Wypad na zjazdówki nie wymaga od nas zbyt skomplikowanych przygotowań. Możemy przecież podjechać autem pod sam stok, wjechać wyciągiem na szczyt i w dowolnym momencie zrobić sobie przerwę na obiad w pobliskiej restauracji. Nie oddalamy się ani od skupisk ludzkich, ani od tzw. zdobyczy cywilizacji. Inaczej jest z fanami skituringu, którzy zapuszczają się w mniej “zadeptane” rejony i muszą być w pewnym sensie samowystarczalni. Co zabrać na narty skiturowe, by wypad był przyjemny i bezpieczny?
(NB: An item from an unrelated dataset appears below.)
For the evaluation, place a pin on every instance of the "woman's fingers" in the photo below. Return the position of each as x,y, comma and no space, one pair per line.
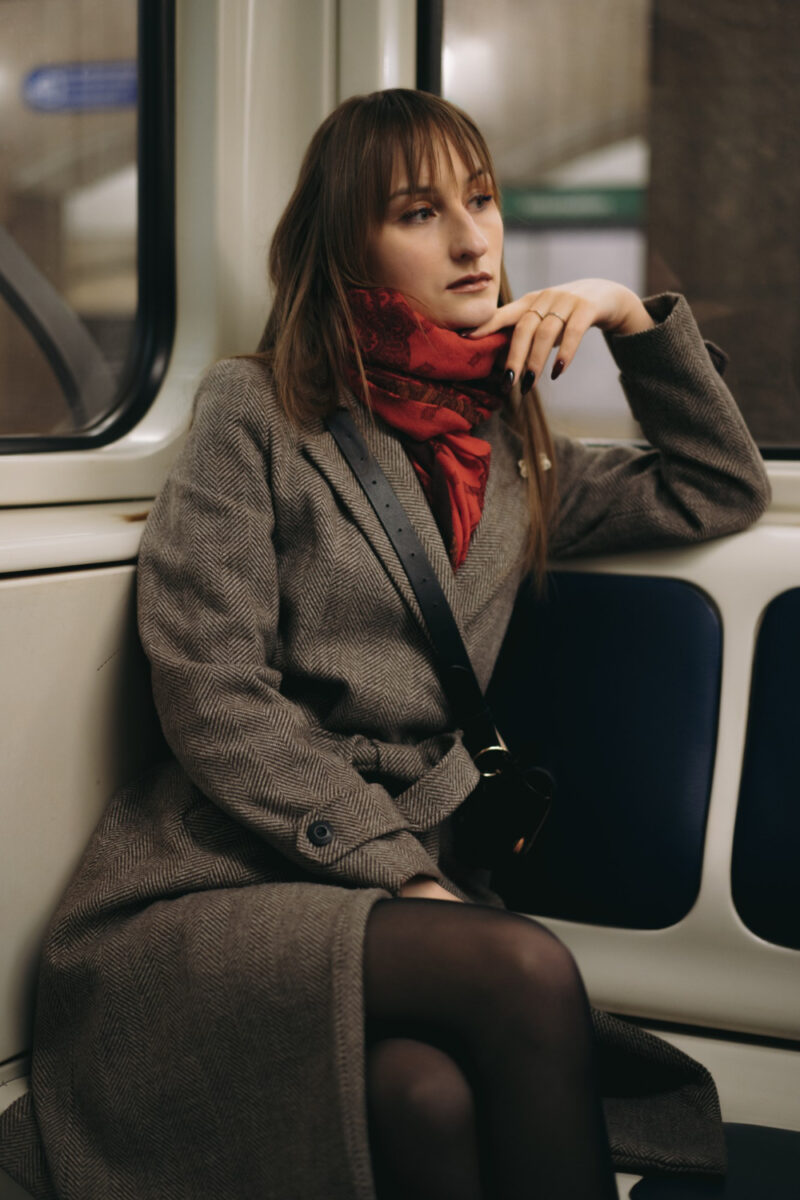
541,321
Narciarstwo skiturowe jest dyscypliną, która przypadnie do gustu osobom ceniącym sobie niezależność i lubiącym chadzać własnymi ścieżkami. Po skompletowaniu odpowiedniego sprzętu nie trzeba się, bowiem, oglądać na ceny skipassów, czy martwić kolejkami przy wyciągach lub tłokiem na trasie. Jeśli chcesz połączyć jazdę na nartach z przygodą w górach i wolnością to skituring będzie dla Ciebie.
Skituring to połączenie narciarstwa i turystyki górskiej. Fani tej aktywności odwiedzają zakątki, które wielu bywalcom starannie przygotowanych tras zjazdowych, nawet się nie śniły. Co ważne, nie ma tutaj miejsca na monotonię. Wymagające podejścia, podczas których można się nieźle spocić, przeplatane są odcinkami idealnymi dla biegówek oraz szaleńczymi zjazdami. Ta zmienność sytuacji wymaga specjalnie skonstruowanego sprzętu: odpowiednich nart, wiązań, butów oraz fok.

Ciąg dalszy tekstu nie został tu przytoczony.